3. Should browser auth move to `httpOnly` cookies even if that requires CSRF work and frontend changes?
4. Should every payout require admin step-up authentication or two-person approval?
5. Should Amanat keep funds in a platform-controlled escrow wallet, or should provider-mediated payment pages become the default?
6. Is Request Network a desired provider migration, or just one option being explored?
7. What new backend stack can the team realistically operate for the next two years?
8. What is the acceptable level of temporary dual-stack complexity during migration?

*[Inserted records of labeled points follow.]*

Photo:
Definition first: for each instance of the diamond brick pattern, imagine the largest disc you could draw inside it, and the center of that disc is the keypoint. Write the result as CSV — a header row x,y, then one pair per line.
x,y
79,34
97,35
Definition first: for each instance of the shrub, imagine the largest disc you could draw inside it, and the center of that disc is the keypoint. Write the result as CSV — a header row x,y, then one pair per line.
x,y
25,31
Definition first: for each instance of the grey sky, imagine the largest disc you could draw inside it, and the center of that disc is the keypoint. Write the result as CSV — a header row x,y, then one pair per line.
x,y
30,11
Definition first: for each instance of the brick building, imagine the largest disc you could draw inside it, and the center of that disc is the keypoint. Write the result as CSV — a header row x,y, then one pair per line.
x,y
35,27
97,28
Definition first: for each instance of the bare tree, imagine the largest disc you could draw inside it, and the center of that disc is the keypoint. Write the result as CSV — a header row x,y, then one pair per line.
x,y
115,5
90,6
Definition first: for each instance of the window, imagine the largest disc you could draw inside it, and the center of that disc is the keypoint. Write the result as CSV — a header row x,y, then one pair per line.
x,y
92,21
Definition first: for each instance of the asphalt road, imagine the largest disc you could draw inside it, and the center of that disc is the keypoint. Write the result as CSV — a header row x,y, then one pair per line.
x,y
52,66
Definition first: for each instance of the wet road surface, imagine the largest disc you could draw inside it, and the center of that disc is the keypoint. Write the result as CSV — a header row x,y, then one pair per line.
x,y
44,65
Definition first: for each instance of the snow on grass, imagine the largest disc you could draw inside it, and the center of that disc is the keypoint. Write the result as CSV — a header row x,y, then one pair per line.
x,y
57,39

9. Do we need formal external penetration testing before public launch?
10. Who owns security decisions: product, backend, DevOps, or a dedicated security owner?
## Relationship to existing docs
This assessment complements:
- [[Platform Logical Audit - 2026-05-24]]
- [[PRD - Platform Audit Remediation Plan (2026-05-24)]]
- [[PRD - Request Network Migration and Funds Management]]
- [[Security Architecture]]
- [[Payment Flow - SHKeeper]]
- [[Payment Flow - DePay & Web3]]
- [[Escrow Flow]]
- [[Dispute Flow]]
The existing remediation PRD is the tactical hardening plan. This document is the strategic backend-stack and refactor assessment.